United Kingdom Internal Market Bill

Patrick Grady Excerpts
Tuesday 15th September 2020

(4 years, 3 months ago)

Commons Chamber
Read Full debate Read Hansard Text Read Debate Ministerial Extracts
Drew Hendry Portrait Drew Hendry
- Hansard - - - Excerpts

Dame Rosie, it is a pleasure to serve under your chairmanship. I rise to talk to amendments 28 to 30 in my name and those of my right hon. and hon. Friends.

When the Institute for Government warned that

“it is not clear how disputes around the functioning of the internal market will be managed”,

it opened up the yawning and damning gap in the plans for the governance of the internal market. As a result of ditching co-operation over common frameworks, this Government propose to fill the gap with an Office for the Internal Market—an unelected quango. I will return to the composition of that body shortly. The Office for the Internal Market will have an effective veto over the Scottish Parliament, and the subsequent result is that devolution will be hamstrung. This is yet another step in introducing a system where standards are set by Westminster and they must be accepted by Scotland in devolved areas.

Analysis by the Scottish Government has revealed that successful Scottish policies such as alcohol minimum unit pricing, our policy on tuition fees and the ban on smoking in public places would be among the Bills referred to the Office for the Internal Market. That has been opposed by many bodies who have shone a light on this. The National Farmers Union Scotland has raised a series of concerns about the function of the Office for the Internal Market’s dispute resolution mechanism in managing policy differences, ensuring that the UK Government do not have the final say on areas of devolved policy, including agriculture, and enabling the devolved Administrations to act where it is considered that a policy aligning in a particular manner is unfavourable to devolved interests such as agriculture.

Of course, it would not have to worry about that if the UK Government had simply continued work on common frameworks. Common frameworks are designed to manage cross-UK divergence where EU law and devolved competencies intersect, including in relation to the functioning of the UK domestic market, together with existing processes for regulatory impact assessment and existing structures for regulatory co-operation and information sharing. Let us be clear: they do not need to be supplemented or undermined by a new, unelected body.

Patrick Grady Portrait Patrick Grady (Glasgow North) (SNP)
- Hansard - -

Does this not get to the crunch? Government Members keep asking what powers are being taken away from the Scottish Parliament. My hon. Friend is outlining it—the power that is being taken away is the power to make all these decisions. The Scottish Parliament is going to be trumped by an unelected, unrepresentative body, instead of having agreements between the devolved Governments and the UK Government on the framework basis, which should be being implemented.
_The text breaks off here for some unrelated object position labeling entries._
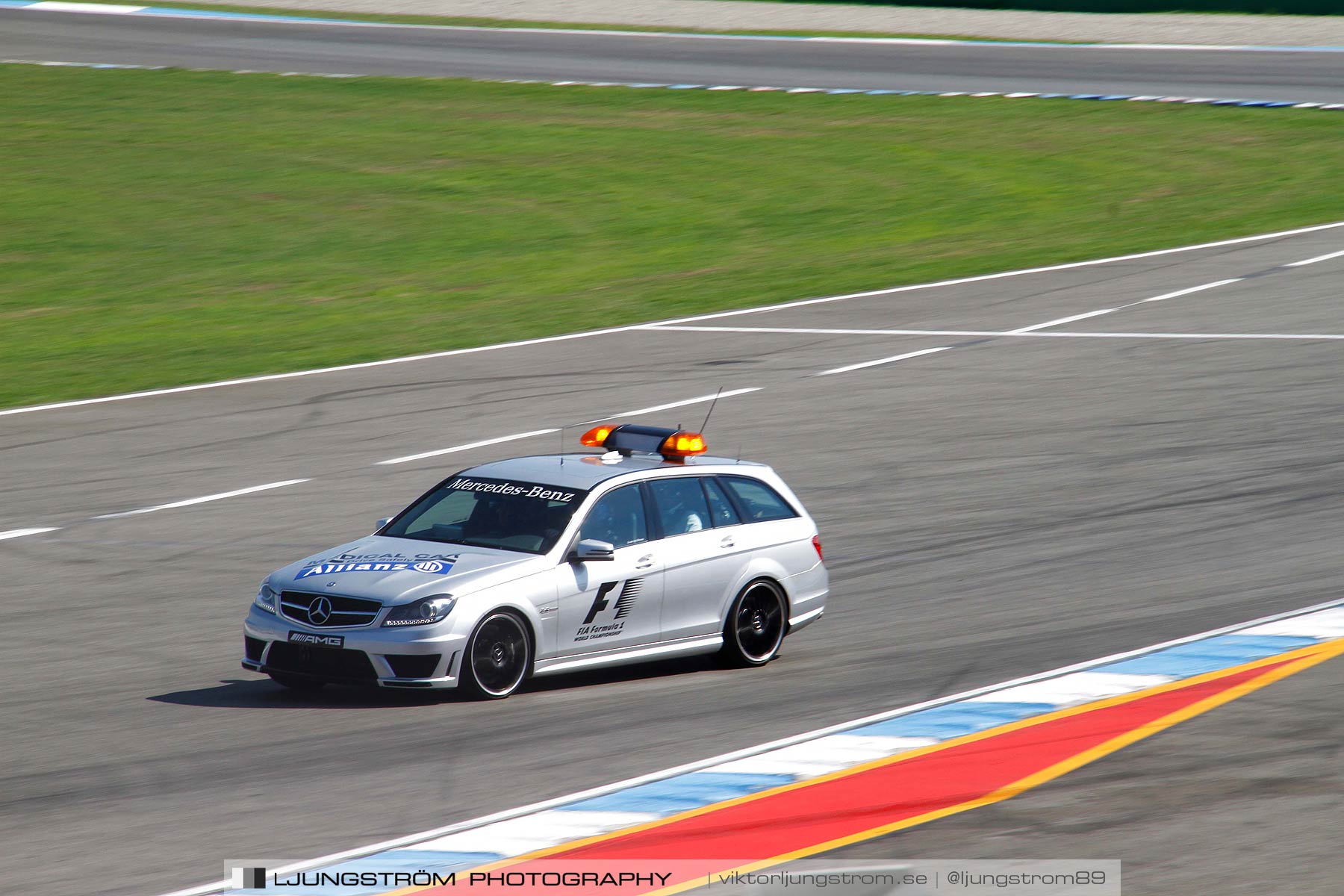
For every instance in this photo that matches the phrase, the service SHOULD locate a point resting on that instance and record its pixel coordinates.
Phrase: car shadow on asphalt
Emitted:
(260, 694)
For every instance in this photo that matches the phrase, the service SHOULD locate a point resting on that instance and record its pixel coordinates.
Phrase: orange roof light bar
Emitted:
(632, 438)
(683, 444)
(596, 437)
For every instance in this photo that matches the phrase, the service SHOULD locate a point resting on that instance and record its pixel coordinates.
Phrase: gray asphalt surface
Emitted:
(1301, 77)
(1001, 508)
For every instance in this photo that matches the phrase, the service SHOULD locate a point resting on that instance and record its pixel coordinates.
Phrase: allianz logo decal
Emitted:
(433, 567)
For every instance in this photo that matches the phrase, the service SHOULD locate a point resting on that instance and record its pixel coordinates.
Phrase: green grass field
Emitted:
(166, 227)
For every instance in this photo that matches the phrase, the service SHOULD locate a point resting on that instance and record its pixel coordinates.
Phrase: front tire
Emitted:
(497, 657)
(754, 629)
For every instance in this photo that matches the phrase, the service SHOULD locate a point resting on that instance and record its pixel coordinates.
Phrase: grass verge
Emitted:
(164, 227)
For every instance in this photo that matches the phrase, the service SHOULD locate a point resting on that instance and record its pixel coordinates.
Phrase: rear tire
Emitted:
(497, 657)
(754, 628)
(296, 682)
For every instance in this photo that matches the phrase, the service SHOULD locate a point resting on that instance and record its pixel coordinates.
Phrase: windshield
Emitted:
(491, 514)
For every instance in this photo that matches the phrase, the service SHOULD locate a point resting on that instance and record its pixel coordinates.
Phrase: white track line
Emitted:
(1192, 289)
(1319, 258)
(992, 334)
(467, 448)
(410, 840)
(655, 408)
(1062, 320)
(882, 361)
(19, 534)
(679, 320)
(300, 16)
(1031, 329)
(547, 432)
(201, 500)
(1204, 336)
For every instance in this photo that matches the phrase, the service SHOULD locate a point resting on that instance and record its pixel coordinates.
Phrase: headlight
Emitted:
(265, 598)
(423, 613)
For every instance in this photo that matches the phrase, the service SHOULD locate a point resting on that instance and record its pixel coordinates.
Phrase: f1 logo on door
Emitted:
(624, 603)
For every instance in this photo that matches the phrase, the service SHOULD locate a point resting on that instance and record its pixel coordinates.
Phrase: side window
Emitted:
(721, 509)
(759, 501)
(617, 517)
(680, 504)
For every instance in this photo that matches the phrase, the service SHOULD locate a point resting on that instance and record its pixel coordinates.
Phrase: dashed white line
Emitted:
(882, 361)
(201, 500)
(1062, 320)
(818, 331)
(1319, 258)
(19, 534)
(653, 324)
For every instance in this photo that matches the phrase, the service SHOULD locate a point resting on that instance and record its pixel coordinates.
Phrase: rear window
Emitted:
(757, 500)
(491, 514)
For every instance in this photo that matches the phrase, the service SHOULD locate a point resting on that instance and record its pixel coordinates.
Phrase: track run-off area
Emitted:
(136, 35)
(1012, 473)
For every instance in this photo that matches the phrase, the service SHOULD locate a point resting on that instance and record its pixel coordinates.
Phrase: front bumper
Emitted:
(411, 657)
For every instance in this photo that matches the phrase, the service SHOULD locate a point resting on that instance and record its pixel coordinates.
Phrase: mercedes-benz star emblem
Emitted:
(319, 612)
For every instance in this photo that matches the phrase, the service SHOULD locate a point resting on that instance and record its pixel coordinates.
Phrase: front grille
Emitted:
(344, 612)
(324, 662)
(406, 665)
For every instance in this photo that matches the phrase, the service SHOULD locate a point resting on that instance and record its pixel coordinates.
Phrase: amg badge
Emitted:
(320, 640)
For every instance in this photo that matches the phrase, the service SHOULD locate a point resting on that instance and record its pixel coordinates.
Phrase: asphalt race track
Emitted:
(1287, 75)
(1011, 504)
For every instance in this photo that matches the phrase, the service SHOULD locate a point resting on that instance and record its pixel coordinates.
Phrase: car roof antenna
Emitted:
(712, 410)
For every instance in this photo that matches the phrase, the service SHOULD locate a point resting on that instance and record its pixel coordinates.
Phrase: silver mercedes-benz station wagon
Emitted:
(544, 564)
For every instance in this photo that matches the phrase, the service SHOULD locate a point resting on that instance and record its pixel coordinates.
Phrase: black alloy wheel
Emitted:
(497, 657)
(756, 625)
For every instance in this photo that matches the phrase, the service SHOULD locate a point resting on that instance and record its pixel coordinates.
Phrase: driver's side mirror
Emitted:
(591, 550)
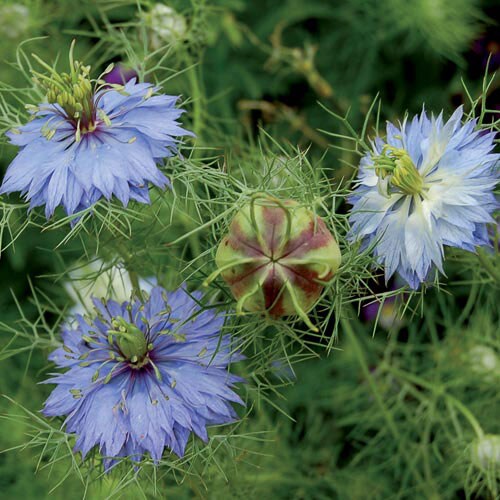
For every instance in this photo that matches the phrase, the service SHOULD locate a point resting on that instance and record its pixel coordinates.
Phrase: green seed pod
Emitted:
(277, 257)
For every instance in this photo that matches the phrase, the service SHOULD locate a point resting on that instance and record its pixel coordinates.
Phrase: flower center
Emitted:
(75, 93)
(131, 341)
(395, 168)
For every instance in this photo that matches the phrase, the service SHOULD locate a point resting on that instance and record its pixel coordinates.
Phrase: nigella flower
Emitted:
(428, 184)
(90, 141)
(142, 376)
Drew Hendry Portrait Drew Hendry
- Hansard - - - Excerpts

I could not agree more. This simply does not have to happen. Scotland does not need it, and Scotland does not want it.

--- Later in debate ---
Neale Hanvey Portrait Neale Hanvey
- Hansard - - - Excerpts

This debate is focused on part 4, in which the authority of the Competition and Markets Authority and the wide-ranging and poorly specified powers of the UK Government’s man in Scotland are nothing short of a British nationalist inquisition. There are wide-ranging powers that cut to the very heart of the devolution settlement across every policy area—powers that the Government claim they will never use; they are there just in case. Well, Scotland is not buying it, and we are not having any of it. Devolution is the settled and robustly expressed will of the Scottish people, and it must be for the Scottish people alone to decide whether it should ever be restricted or changed in any way.

Part 4 of this wrecking-ball Bill takes decision-making powers away from Holyrood and hands them to the unelected body of the Office for the Internal Market. This office of inquisition will have the power to pass judgment on devolved laws and could quickly become the target of rich corporate lobbyists determined to see activities such as fracking go ahead against the will of the Scottish people.

Patrick Grady Portrait Patrick Grady
- Hansard - -

Is not the power grab compounded by the fact that the Government clearly intend to push this legislation through without legislative consent to the Bill from any of the devolved Administrations? When they ask, “Where is the power grab? Give us an example,” that is it. They are refusing even to accept the fact that the devolved legislatures will not consent to the Bill and they will not engage in its detail. The power grab runs right the way through this process.